My grandma passed away in July of this year and I completed a small piece earlier this morning, putting together some of the thoughts swirling in my head following her death. I am still open to expanding on the thoughts below, and perhaps turning it into a short story. For now, I wanted to share it as it is.
Maybe to someone looking in from the outside, her favourite grandson seemed insensitive to her death. He was laughing and drinking with his family, people he knew from childhood and people he was meeting for the first time. He did the eulogy, but his voice shook from stage fright more than grief. Perhaps her death was only a vacation for him, a retreat to a tropical island. That was what onlookers thought, and the grandson started to question himself as well.
He had yet to shed tears. Maybe the death wasn’t real for him yet. He saw the body but reeled away from it, feeling his stomach turn as he viewed Grandma’s face. She seemed so much smaller, shriveled. Her skin wrapped around her bones like plastic wrap.

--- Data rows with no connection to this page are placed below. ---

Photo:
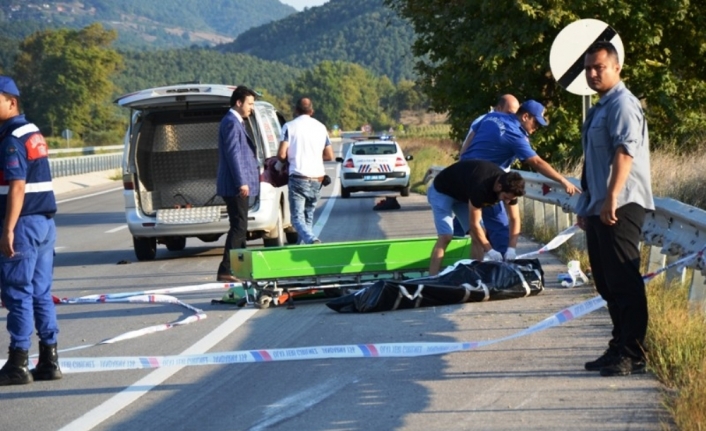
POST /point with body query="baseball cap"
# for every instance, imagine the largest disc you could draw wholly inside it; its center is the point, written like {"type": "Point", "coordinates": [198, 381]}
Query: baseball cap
{"type": "Point", "coordinates": [536, 109]}
{"type": "Point", "coordinates": [8, 86]}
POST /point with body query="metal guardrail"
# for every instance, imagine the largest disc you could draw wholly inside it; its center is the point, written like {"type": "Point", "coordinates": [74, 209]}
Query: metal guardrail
{"type": "Point", "coordinates": [65, 166]}
{"type": "Point", "coordinates": [84, 150]}
{"type": "Point", "coordinates": [674, 230]}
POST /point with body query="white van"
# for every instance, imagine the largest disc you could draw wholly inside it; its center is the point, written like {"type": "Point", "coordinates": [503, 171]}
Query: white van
{"type": "Point", "coordinates": [170, 163]}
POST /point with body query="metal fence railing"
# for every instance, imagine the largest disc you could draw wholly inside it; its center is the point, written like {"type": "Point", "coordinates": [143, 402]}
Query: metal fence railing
{"type": "Point", "coordinates": [673, 231]}
{"type": "Point", "coordinates": [65, 166]}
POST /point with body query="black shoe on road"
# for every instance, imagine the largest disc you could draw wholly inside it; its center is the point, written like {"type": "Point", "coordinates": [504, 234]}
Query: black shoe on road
{"type": "Point", "coordinates": [624, 366]}
{"type": "Point", "coordinates": [608, 358]}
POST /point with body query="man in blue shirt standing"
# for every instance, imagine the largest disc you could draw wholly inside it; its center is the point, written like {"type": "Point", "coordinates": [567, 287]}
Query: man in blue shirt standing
{"type": "Point", "coordinates": [238, 177]}
{"type": "Point", "coordinates": [503, 138]}
{"type": "Point", "coordinates": [27, 208]}
{"type": "Point", "coordinates": [617, 194]}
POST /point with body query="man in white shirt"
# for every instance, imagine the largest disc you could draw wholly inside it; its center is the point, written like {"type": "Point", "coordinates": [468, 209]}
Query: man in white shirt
{"type": "Point", "coordinates": [305, 144]}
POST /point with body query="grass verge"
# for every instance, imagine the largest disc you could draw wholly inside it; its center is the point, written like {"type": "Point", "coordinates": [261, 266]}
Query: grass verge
{"type": "Point", "coordinates": [676, 337]}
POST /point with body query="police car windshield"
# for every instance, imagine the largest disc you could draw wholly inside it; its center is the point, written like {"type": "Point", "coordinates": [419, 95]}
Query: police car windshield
{"type": "Point", "coordinates": [374, 149]}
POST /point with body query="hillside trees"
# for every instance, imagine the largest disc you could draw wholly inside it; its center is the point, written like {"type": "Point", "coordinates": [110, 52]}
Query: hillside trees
{"type": "Point", "coordinates": [477, 49]}
{"type": "Point", "coordinates": [344, 94]}
{"type": "Point", "coordinates": [157, 68]}
{"type": "Point", "coordinates": [65, 79]}
{"type": "Point", "coordinates": [364, 32]}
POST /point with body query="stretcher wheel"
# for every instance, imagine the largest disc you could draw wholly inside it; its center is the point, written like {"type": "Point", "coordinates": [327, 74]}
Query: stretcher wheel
{"type": "Point", "coordinates": [335, 292]}
{"type": "Point", "coordinates": [263, 301]}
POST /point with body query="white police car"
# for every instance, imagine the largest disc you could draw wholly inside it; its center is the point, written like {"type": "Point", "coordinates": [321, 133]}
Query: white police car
{"type": "Point", "coordinates": [374, 163]}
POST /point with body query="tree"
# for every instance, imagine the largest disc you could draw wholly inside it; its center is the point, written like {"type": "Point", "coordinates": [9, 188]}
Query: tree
{"type": "Point", "coordinates": [65, 79]}
{"type": "Point", "coordinates": [343, 93]}
{"type": "Point", "coordinates": [474, 50]}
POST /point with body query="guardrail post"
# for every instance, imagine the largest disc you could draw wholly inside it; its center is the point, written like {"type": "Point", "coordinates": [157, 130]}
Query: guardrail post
{"type": "Point", "coordinates": [550, 216]}
{"type": "Point", "coordinates": [674, 274]}
{"type": "Point", "coordinates": [697, 293]}
{"type": "Point", "coordinates": [538, 212]}
{"type": "Point", "coordinates": [656, 259]}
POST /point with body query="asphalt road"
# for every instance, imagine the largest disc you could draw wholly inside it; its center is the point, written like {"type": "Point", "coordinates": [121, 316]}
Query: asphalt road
{"type": "Point", "coordinates": [535, 382]}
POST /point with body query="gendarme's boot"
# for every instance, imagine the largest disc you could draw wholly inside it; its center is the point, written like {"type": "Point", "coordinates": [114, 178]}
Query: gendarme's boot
{"type": "Point", "coordinates": [48, 365]}
{"type": "Point", "coordinates": [16, 371]}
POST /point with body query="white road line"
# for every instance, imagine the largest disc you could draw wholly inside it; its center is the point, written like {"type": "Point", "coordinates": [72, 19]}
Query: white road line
{"type": "Point", "coordinates": [117, 229]}
{"type": "Point", "coordinates": [295, 404]}
{"type": "Point", "coordinates": [131, 394]}
{"type": "Point", "coordinates": [88, 196]}
{"type": "Point", "coordinates": [323, 217]}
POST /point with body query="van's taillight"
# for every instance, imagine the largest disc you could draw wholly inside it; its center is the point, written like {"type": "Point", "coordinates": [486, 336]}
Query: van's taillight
{"type": "Point", "coordinates": [127, 182]}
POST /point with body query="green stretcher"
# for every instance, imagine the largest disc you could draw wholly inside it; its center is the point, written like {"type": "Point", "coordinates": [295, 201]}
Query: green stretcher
{"type": "Point", "coordinates": [277, 272]}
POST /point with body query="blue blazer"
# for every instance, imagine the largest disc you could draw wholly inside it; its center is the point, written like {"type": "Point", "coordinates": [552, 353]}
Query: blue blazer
{"type": "Point", "coordinates": [237, 159]}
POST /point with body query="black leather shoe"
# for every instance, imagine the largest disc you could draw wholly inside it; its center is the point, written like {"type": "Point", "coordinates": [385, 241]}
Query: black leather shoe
{"type": "Point", "coordinates": [227, 278]}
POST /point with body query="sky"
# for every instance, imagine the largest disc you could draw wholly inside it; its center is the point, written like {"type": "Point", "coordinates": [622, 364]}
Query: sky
{"type": "Point", "coordinates": [301, 4]}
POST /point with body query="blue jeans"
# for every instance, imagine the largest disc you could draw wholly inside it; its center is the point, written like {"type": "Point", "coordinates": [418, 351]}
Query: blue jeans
{"type": "Point", "coordinates": [303, 195]}
{"type": "Point", "coordinates": [444, 207]}
{"type": "Point", "coordinates": [25, 282]}
{"type": "Point", "coordinates": [497, 226]}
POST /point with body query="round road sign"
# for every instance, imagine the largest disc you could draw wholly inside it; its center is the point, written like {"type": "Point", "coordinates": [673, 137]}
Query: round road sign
{"type": "Point", "coordinates": [569, 48]}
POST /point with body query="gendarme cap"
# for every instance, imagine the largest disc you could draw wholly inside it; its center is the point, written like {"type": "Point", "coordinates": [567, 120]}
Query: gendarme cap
{"type": "Point", "coordinates": [8, 86]}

The grandson felt his stomach turn again as he entered Grandma’s room. He looked to the bed, where his grandma usually laid. Then he looked to the couch beside, where he spent hours talking and watching television with Grandma whenever he visited. The room was familiar and carried so many good memories, yet the grandson couldn’t bring himself to enter it. Her presence still lingered here, adding weight to the air ahead of him. She threatened to suffocate him.

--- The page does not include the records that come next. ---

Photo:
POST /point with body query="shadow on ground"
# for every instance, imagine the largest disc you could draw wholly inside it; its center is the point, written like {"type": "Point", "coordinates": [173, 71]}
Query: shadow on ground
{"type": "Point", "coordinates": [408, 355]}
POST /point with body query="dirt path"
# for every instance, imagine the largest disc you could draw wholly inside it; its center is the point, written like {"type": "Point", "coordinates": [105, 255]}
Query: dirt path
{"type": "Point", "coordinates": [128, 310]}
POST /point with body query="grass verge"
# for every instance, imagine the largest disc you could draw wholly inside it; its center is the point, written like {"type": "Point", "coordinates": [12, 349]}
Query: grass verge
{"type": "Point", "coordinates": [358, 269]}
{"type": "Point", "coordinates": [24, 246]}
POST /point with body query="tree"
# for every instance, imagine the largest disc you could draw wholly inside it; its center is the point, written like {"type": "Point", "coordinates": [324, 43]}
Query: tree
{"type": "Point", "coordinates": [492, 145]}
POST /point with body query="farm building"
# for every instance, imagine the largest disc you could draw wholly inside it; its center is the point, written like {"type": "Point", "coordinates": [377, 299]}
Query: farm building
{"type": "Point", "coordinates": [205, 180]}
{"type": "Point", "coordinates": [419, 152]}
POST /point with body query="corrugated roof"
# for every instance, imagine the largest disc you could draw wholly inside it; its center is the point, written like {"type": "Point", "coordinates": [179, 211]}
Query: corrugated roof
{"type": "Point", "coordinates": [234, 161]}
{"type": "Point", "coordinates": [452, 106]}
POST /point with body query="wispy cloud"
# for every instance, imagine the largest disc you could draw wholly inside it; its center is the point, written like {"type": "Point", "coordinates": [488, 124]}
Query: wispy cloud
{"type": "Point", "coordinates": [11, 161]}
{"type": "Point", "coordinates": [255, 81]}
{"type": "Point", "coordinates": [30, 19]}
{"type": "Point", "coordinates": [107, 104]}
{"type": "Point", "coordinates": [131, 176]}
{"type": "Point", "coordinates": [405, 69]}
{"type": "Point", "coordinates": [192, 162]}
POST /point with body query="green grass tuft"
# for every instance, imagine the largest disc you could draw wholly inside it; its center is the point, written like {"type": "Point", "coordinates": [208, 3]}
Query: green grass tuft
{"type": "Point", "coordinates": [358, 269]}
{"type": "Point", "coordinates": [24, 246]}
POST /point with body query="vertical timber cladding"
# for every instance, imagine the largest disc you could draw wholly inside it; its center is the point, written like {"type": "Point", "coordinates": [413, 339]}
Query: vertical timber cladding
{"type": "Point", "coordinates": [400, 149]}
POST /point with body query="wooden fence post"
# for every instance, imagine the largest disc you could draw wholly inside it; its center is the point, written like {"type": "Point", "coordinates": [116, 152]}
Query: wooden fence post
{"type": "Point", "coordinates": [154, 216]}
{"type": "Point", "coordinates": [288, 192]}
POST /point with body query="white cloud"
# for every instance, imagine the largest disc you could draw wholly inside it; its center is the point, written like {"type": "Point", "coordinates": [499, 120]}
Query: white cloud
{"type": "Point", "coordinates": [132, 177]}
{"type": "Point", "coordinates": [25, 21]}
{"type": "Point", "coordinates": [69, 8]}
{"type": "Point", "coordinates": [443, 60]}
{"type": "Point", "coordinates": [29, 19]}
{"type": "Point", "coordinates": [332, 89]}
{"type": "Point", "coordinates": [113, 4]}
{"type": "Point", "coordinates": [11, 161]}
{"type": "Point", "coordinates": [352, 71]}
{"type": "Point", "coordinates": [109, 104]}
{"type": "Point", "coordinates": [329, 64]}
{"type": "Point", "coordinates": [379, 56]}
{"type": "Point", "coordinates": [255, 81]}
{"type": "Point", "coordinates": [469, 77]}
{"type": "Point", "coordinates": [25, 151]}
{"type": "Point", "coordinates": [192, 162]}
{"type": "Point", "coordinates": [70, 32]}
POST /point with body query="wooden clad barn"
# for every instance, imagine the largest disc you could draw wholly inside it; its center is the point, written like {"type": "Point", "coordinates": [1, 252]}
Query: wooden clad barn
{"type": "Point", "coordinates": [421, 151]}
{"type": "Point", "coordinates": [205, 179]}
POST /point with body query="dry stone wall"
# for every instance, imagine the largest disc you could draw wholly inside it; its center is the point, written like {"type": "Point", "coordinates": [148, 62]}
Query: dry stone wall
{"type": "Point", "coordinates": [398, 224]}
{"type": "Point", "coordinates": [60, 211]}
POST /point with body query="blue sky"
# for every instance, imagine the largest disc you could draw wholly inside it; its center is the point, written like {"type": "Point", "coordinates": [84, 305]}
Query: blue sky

The grandson felt like something malevolent lingered here now, a perversion of the woman he loved. His dad suggested he sleep in her room, like he used to when he was a child. That suggestion was ignored and the grandson continued avoiding the room, feeling like something was lying in wait for him there.
Her death stayed with him when he returned across the sea. One of his favourite songs became a cruel reminder. “Grandma’s Hands” was now a reverse lullaby- threatening to make him cry when its words rang out.

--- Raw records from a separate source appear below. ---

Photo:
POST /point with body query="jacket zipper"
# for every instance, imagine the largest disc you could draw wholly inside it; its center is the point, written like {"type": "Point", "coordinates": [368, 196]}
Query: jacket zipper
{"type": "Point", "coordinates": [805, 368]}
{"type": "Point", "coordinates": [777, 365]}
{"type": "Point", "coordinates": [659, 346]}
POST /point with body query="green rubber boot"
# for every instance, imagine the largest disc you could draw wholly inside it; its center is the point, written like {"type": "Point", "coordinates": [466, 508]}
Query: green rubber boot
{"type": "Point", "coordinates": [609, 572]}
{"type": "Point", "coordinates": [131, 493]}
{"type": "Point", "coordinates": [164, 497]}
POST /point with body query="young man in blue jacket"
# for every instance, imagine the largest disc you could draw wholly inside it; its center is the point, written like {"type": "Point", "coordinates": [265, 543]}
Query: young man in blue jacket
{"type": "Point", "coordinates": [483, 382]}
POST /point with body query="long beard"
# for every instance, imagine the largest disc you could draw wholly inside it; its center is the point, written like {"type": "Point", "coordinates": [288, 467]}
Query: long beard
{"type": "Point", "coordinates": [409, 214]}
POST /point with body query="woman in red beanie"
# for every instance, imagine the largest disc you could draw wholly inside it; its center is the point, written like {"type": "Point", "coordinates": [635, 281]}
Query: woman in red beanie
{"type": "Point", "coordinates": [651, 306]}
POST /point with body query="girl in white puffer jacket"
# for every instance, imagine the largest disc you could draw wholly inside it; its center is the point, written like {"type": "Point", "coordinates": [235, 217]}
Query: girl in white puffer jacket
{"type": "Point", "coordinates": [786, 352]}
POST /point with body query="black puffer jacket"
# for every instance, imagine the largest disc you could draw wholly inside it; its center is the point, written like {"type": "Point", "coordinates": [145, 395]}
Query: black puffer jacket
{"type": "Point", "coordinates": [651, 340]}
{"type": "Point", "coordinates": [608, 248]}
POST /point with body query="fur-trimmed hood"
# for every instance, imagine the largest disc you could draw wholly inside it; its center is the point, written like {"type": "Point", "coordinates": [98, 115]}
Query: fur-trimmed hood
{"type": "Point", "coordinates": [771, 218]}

He had a bookmark with her face on it, and a prayer dedicated to her memory. It was the only one he’d used since the funeral, finding comfort in the picture of his grandma as he remembered: smiling and healthy. Sometimes it was just another bookmark, with its content forgotten by the user and scrutinized by strangers on the bus. Other times, the bookmark was his own talisman, giving him access to a multitude of good memories from his childhood.